Palestina senza speranza. In Israele la destra non vuole la pace

di Pino Nicotri
Pubblicato il 3 Ottobre 2010 - 10:23| Aggiornato il 20 Dicembre 2020 OLTRE 6 MESI FA

Carmel (Cisgiordania) – 34 gradi all’ombra. «Lo sentite questo caldo?». I duecento coloni fanno sì: lo sentiamo. «S’ è mai sentito un caldo simile, a fine settembre?». I duecento scuotono la testa: no, mai. «È Dio che l’ ha mandato, questo caldo! Per dire che il congelamento è finito!».

Leggo sul Corriere della Sera le parole del rabbino, che, guidando i coloni al continuo espandersi sulla terra dei palestinesi, li guida anche all’assalto dei cosiddetti colloqui di pace che Obama tenta di riannodare tra il governo israeliano e l’Autorità nazionale palestinese. Ma proseguiamo nella lettura dell’articolo del Corriere:  Il rabbino alza un mattone, i duecento lo guardano come elevasse la pietra filosofale. Il rabbino è arrivato apposta da Kiryat Arba, nel frastuono di camion che già scaricano il cemento e di ruspe che già dissodano il terreno. Esulta: «Da stanotte finisce l’ ingiustizia!». Applauso. «Si torna alla normalità. […] La terra d’ Israele appartiene al popolo ebreo».

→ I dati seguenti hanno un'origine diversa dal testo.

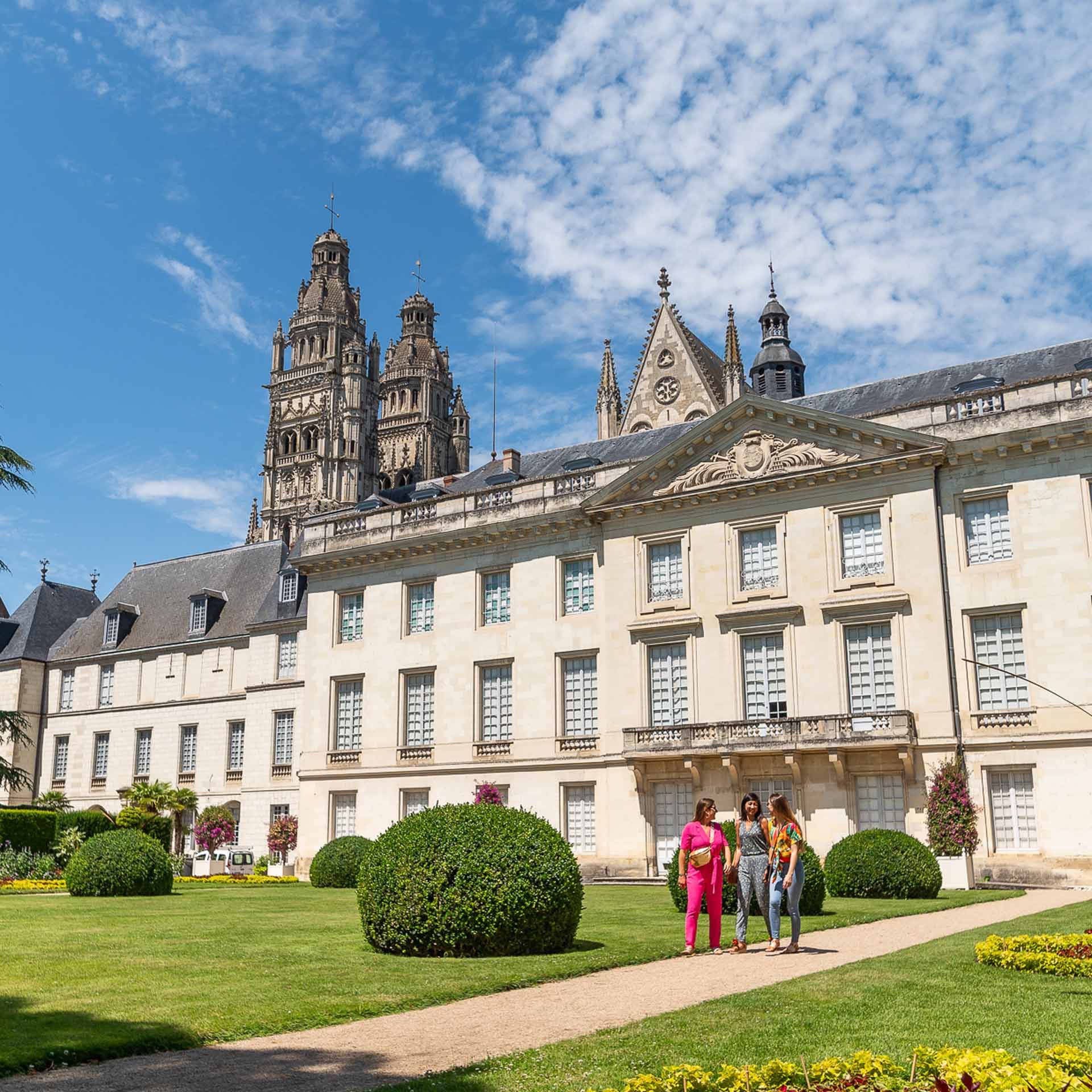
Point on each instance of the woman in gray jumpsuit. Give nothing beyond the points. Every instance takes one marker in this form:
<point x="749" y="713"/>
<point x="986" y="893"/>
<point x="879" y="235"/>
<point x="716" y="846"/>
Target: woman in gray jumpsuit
<point x="752" y="854"/>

Il fanatismo dei coloni, povera gente in buona fede aizzata da rabbini fanatici e usata da Rabin, e dai governi successivi, per far fallire gli accordi di Oslo da lui stesso firmati, è aizzato non solo dai rabbini più scatenati, ma va a braccetto con la destra la cui ira contro Obama e gli israeliani stufi di sangue sta montando sempre di più. «L’ unica cosa da congelare solo i negoziati [con i palestinesi], non gli insediamenti», dichiarano vari esponenti di partiti di destra, compresi quelli al governo. E fioccano le accuse di tradimento contro i 150 intellettuali, scrittori come Amos Oz, David Grossman e A.B. Yehoshua, attori e artisti vari, che hanno dichiarato pubblicamente di non voler più mettere piede negli insediamenti. Dio salvi Israele dalla gente che mette in pericolo la stessa Israele, oltre a trattare i palestinesi come “animali a due zampe”.

Intanto l’apposita commissione dell’Onu ha completato i lavori di indagine sul massacro di pacifisti turchi compiuto dai militari israeliani all’assalto della nave Mavi Marmara. La conclusione è che l’azione di Israele è da condannare. Alcuni dei pacifisti turchi tra i nove ammazzati sono stati uccisi a sangue freddo con un colpo in testa sparato da vicino.

Se a tutto ciò aggiungiamo che Netanyahu ha chiarito fino alla noia che non c’è nulla da trattare, ma solo da accettare passivamente rifiutando preventivamente le richieste palestinesi, è chiaro che l’orizzonte minaccia tempesta. Cioè altro sangue. Il “coraggio” che Netanyahu e i suoi elettori pretendono da Abu Mazen è quello di arrendersi e accettare le briciole del banchetto israeliano spartitorio di terre palestinesi. Vediamo cosa decide la Lega Araba, un insieme di ben 32 Paesi, il 4 ottobre, se autorizzare o no il povero Abu Mazen, il cui mandato per giunta è scaduto da un pezzo e quindi non si sa bene chi rappresenti, a “trattare”, cioè a inchinarsi, a Netanyahu.

Fermo restando il fatto che la stessa Lega araba ha già offerto nel 2002 – e rinnovato nel 2005 – un completo piano di pace, con reciproci riconoscimenti anche diplomatici, un piano di pace che Israele ha rifiutato perché non aveva, e non ha, la minima intenzione di restituire, se non in minima parte, il territorio di cui si era appropriato. Del resto, quando è stato deciso di sgomberare la Striscia di Gaza, l’allora capo di governo, l’uomo responsabile della mattanza di palestinesi a Sabra e Chatila in Libano, lo ha fatto in modo tale, senza minimamente coinvolgere l’Autorità nazionale palestinese, da rendere inevitabile il tracollo dell’Autorità, di Abu Mazen e dei suoi uomini, e la vittoria di Hamas a Gaza.